Raad van State – Bevoegdheid – Beslissing van de Privacycommissie – Uitsluiting

In het arrest nr. 74/2020 van 28 mei 2020 oordeelt het Grondwettelijk Hof dat art. 14, § 1, eerste lid, 2° RvS-Wet, in zoverre het de adressaat van een beslissing van de Commissie voor de bescherming van de persoonlijke levenssfeer inzake toegang tot het Rijksregister niet de mogelijkheid biedt om bij de afdeling bestuursrechtspraak van de Raad van State een beroep tot nietigverklaring van een weigeringsbeslissing in te stellen, een schending inhoudt van de artt. 10 en 11 Gw.
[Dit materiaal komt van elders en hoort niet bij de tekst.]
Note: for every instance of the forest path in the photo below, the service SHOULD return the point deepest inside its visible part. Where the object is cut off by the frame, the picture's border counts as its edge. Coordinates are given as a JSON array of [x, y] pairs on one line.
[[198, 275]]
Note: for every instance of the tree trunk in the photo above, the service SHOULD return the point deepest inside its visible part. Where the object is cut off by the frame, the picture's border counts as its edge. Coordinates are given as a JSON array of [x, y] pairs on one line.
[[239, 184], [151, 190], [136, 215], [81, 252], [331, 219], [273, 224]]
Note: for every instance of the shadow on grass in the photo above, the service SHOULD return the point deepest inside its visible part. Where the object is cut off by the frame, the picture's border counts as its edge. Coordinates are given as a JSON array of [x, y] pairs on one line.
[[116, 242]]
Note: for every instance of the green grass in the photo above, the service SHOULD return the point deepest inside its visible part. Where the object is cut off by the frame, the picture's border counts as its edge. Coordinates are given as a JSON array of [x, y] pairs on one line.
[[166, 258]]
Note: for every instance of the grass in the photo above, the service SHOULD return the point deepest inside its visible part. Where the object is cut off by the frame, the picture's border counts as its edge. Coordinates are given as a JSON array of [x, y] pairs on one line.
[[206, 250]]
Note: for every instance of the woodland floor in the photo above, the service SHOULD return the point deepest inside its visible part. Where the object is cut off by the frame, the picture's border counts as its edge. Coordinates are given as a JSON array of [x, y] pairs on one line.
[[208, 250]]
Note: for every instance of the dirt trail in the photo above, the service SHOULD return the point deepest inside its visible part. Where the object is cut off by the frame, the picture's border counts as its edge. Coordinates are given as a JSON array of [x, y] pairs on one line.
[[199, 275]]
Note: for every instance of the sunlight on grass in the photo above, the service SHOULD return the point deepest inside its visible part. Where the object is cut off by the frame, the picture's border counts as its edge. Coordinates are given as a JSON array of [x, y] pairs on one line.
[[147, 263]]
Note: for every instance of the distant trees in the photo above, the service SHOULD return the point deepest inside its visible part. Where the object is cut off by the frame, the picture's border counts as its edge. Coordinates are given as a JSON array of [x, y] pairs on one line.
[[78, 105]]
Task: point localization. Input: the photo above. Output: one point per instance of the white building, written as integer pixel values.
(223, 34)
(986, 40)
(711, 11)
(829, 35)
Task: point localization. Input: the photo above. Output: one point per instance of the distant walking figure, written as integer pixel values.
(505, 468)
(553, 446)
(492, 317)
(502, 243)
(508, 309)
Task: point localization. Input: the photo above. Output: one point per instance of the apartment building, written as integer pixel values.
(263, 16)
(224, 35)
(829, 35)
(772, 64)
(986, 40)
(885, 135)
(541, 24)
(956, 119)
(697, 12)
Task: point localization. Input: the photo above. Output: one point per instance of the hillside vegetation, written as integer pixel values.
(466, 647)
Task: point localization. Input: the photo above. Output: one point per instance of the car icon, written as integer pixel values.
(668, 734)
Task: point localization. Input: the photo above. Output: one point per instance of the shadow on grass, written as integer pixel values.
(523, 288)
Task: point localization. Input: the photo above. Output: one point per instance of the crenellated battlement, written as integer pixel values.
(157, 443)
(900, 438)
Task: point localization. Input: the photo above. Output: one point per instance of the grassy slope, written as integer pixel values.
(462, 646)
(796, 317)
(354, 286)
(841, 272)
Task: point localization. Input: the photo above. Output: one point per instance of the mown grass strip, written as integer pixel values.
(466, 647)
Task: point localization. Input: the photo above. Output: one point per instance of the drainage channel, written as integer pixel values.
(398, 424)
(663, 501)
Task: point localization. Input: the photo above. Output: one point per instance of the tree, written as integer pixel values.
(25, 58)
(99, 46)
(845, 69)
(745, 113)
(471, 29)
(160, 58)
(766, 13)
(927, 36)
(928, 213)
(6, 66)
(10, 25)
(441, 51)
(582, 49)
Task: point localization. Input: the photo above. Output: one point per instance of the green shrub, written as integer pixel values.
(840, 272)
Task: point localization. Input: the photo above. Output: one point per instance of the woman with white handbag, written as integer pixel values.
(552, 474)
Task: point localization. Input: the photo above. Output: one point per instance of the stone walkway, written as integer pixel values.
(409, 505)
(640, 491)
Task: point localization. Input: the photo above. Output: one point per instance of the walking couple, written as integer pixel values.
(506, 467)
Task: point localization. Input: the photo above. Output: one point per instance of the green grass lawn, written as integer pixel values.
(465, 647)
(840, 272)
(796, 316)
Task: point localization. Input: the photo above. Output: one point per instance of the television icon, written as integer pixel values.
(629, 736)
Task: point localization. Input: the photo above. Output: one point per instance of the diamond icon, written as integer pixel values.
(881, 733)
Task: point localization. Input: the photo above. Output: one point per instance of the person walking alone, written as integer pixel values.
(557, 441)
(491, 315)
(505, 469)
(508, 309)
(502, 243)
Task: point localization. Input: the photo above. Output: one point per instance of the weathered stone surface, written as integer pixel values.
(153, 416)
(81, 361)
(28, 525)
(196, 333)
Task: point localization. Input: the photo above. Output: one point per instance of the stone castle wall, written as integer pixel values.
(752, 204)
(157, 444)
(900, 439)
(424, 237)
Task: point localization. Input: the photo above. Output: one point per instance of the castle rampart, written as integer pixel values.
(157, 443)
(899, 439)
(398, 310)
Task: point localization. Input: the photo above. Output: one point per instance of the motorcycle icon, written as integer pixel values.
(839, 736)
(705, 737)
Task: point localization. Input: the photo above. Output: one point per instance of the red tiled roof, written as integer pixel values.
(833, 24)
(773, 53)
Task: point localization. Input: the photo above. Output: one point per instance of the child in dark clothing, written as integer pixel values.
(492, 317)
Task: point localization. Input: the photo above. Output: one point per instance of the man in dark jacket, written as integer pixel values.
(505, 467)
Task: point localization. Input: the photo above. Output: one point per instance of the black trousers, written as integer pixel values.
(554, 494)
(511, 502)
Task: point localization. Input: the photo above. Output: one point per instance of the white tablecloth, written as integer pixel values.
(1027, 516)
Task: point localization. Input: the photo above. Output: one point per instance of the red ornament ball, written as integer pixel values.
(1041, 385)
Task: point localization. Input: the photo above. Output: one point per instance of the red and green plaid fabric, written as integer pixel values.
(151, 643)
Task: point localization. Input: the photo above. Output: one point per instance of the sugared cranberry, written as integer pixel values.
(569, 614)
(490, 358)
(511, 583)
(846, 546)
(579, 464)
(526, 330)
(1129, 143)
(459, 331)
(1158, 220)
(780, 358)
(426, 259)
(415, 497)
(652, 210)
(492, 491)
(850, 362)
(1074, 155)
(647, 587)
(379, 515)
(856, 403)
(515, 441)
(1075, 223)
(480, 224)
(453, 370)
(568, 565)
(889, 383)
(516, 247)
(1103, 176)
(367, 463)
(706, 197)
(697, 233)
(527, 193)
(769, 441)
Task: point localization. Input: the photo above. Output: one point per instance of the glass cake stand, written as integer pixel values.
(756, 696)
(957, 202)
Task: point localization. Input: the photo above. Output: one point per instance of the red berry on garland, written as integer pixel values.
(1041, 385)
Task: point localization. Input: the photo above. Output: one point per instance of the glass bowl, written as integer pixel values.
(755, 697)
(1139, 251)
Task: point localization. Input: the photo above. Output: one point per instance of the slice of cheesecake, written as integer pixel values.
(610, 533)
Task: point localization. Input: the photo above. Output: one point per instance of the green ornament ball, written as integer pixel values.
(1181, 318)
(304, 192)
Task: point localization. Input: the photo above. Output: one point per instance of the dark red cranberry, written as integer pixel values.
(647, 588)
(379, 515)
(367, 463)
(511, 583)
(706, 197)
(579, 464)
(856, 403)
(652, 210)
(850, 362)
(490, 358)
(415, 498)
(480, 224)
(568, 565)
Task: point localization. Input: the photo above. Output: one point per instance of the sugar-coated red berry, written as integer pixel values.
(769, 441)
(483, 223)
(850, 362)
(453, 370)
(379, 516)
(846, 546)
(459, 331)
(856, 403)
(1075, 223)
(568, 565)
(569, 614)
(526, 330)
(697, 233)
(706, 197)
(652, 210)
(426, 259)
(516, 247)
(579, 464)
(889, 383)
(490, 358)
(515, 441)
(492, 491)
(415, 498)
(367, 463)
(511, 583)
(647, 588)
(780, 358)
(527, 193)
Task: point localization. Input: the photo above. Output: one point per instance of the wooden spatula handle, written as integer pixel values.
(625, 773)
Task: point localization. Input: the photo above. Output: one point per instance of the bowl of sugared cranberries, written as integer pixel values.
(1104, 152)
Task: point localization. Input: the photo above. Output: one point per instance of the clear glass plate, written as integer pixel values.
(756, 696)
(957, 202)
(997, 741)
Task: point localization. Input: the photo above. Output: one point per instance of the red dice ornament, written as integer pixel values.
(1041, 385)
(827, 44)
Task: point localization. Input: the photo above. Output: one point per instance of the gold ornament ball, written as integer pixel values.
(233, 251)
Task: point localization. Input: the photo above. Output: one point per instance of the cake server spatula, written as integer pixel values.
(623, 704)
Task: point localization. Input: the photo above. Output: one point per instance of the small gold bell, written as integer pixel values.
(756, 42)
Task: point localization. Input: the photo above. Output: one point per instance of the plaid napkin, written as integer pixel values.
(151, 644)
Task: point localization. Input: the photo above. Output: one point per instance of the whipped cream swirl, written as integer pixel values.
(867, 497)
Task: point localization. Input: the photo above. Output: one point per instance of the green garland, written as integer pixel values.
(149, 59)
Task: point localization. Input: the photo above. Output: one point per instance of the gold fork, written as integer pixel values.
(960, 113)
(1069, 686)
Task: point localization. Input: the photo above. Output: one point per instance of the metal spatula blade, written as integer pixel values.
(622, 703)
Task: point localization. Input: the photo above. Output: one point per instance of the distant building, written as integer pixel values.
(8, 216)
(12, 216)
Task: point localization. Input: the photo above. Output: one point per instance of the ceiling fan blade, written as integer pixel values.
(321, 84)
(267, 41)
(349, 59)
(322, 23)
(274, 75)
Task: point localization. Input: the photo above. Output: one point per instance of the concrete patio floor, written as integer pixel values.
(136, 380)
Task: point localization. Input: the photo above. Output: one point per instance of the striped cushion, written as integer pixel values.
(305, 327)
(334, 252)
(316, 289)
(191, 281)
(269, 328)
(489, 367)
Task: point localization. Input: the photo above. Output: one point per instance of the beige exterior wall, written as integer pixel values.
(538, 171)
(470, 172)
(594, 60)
Het staat aan de verwijzende rechter om een einde te maken aan de schending van die normen. Inmiddels is de wettelijke regeling gewijzigd. Voortaan worden de beslissingen inzake toegang tot het Rijksregister toevertrouwd aan de minister van Binnenlandse Zaken (art. 15 van de wet van 8 augustus 1983 tot regeling van een Rijksregister van de natuurlijke personen, zoals vervangen bij de wet van 25 november 2018). Diens beslissingen kunnen met een beroep voor de afdeling bestuursrechtspraak van de Raad van State worden bestreden.